After a few hours more of driving, we reached the picturesque coastal city of Cape Coast, which was central to Africa's slave trade. We toured Cape Coast Castle, a fortress built on the wave-pounded rocks of the Atlantic ocean by the British as a final clearing house for slaves. In these grim, dank, claustrophobic walls, hundreds of people were kept for weeks in their own filth, before being shipped all over the world. We saw the "Door of No Return" through which they were marched down gangplanks to waiting boats.

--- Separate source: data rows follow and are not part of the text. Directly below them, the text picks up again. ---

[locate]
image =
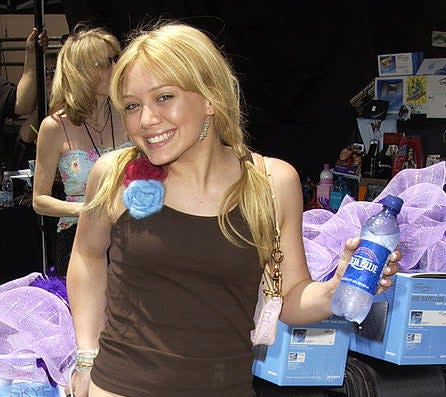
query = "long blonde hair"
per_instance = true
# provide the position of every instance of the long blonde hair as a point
(83, 54)
(186, 57)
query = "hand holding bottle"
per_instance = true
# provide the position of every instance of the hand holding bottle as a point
(380, 236)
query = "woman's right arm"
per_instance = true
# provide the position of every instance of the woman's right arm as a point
(50, 142)
(87, 279)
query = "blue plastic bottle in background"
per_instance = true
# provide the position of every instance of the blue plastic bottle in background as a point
(380, 236)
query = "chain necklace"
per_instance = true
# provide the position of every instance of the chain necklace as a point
(101, 130)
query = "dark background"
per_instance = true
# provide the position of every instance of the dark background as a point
(299, 62)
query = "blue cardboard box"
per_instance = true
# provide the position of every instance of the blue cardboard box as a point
(402, 64)
(309, 355)
(413, 322)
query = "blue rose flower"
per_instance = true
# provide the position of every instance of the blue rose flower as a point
(144, 197)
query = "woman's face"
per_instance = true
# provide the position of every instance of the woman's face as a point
(163, 120)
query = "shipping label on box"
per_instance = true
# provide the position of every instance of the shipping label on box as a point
(299, 355)
(415, 327)
(403, 64)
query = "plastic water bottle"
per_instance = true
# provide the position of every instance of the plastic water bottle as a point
(380, 236)
(325, 187)
(7, 190)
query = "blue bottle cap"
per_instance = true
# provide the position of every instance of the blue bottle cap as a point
(392, 202)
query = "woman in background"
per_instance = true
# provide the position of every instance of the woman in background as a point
(82, 125)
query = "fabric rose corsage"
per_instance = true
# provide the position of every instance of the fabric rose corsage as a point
(144, 193)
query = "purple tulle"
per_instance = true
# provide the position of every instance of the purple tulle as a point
(422, 223)
(37, 341)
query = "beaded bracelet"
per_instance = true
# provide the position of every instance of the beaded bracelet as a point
(84, 359)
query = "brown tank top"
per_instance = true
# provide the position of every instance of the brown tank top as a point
(180, 303)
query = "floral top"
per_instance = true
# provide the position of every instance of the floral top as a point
(74, 167)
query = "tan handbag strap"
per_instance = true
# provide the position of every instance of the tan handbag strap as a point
(262, 163)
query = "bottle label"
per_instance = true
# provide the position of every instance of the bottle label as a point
(365, 267)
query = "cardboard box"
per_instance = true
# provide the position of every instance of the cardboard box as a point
(402, 64)
(299, 355)
(413, 322)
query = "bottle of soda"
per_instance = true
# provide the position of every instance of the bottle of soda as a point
(380, 235)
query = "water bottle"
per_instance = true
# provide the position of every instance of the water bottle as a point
(7, 190)
(380, 236)
(325, 187)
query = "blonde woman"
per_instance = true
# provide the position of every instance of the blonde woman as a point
(81, 126)
(184, 218)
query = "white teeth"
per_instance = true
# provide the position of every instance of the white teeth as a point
(160, 138)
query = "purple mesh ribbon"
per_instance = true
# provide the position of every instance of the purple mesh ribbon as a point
(422, 223)
(37, 341)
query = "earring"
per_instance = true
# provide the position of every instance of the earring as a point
(204, 131)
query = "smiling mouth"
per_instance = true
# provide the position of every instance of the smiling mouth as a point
(160, 138)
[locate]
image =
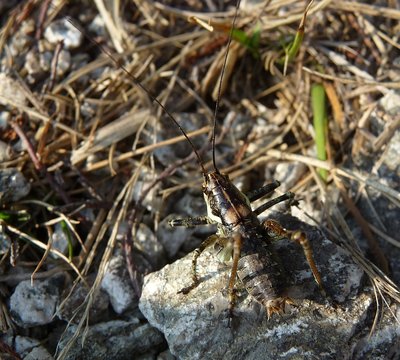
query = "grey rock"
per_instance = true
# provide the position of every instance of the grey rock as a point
(13, 185)
(382, 344)
(114, 340)
(30, 349)
(72, 308)
(195, 325)
(392, 154)
(32, 305)
(117, 285)
(12, 91)
(172, 238)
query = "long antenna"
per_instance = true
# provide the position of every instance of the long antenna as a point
(220, 85)
(139, 84)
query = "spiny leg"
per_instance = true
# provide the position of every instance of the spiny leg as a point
(195, 280)
(300, 238)
(237, 245)
(191, 221)
(262, 191)
(272, 202)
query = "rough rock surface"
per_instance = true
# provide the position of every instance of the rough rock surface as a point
(32, 305)
(195, 325)
(115, 339)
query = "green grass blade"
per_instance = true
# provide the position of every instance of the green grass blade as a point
(320, 120)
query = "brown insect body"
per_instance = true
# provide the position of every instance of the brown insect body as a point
(258, 267)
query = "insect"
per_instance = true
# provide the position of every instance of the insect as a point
(254, 260)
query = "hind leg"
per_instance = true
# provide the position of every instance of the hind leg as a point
(300, 238)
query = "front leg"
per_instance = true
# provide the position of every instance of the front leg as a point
(211, 240)
(237, 246)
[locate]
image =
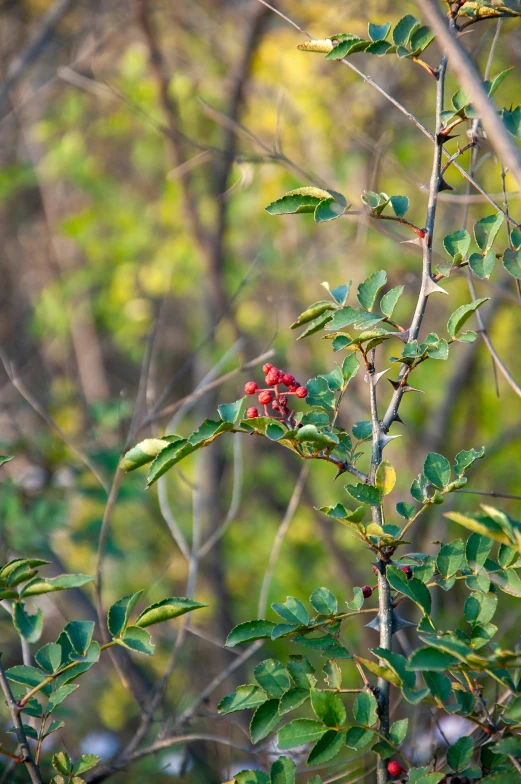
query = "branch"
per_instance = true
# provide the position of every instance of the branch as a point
(471, 82)
(37, 45)
(27, 758)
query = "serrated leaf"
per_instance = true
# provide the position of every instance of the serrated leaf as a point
(324, 602)
(243, 698)
(299, 732)
(486, 229)
(457, 242)
(119, 614)
(462, 315)
(390, 300)
(249, 631)
(368, 290)
(264, 720)
(437, 470)
(365, 709)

And then--after we hurried through a somber lunch to keep to schedule--the bus wouldn't start. Kofi frantically negotiated with several mechanics who materialized and came to our aid. We were all glad to hear the rumble of the bus engine and even endure three tense hours of washboard dirt road (Ghana's version of road construction) to reach the Accra Aiport.

Here are some final thoughts on our voyage, gathered from team members on the long hours of homeward-bound travel.

HIGH POINTS OF THE TRIP:
The people--the comraderie, both amongst ourselves and with Ghanaian team members.
The gratitude of the patients and their families.
The many successful surgical outcomes, and knowing what a difference we have made in their lives.
Watching the older cleft lip patients [we operated on some young adults who had had cleft lips their entire lives] see themselves in the mirror for the first time after surgery.
Flying paper airplanes with an 8-year-old boy who'd never seen one before.

LOW POINTS OF THE TRIP:
Rest stop bathrooms.
The heat. It's unrelenting, energy-sapping.
The smog-filled air. And those children have to breath it every day. You should see what I suctioned out of their lungs.
Seeing the poverty. They have so little, not even real diapers for their babies.
Having to explain to some parents that even though the child originally qualified for surgery, we now have to turn them away. [Our pediatrician, Dr. Peter Melchert, diagnosed malaria in several children. We were able to treat them for malaria, but they were too sick to undergo surgery.]


And a final, moving high point, related by Rowie Hansberger, Ward Nurse: A mother told me that when she kissed her daughter after the surgery, her daughter for the first time was able to kiss back.

That just about sums it up from this end. Over and out from Kumasi.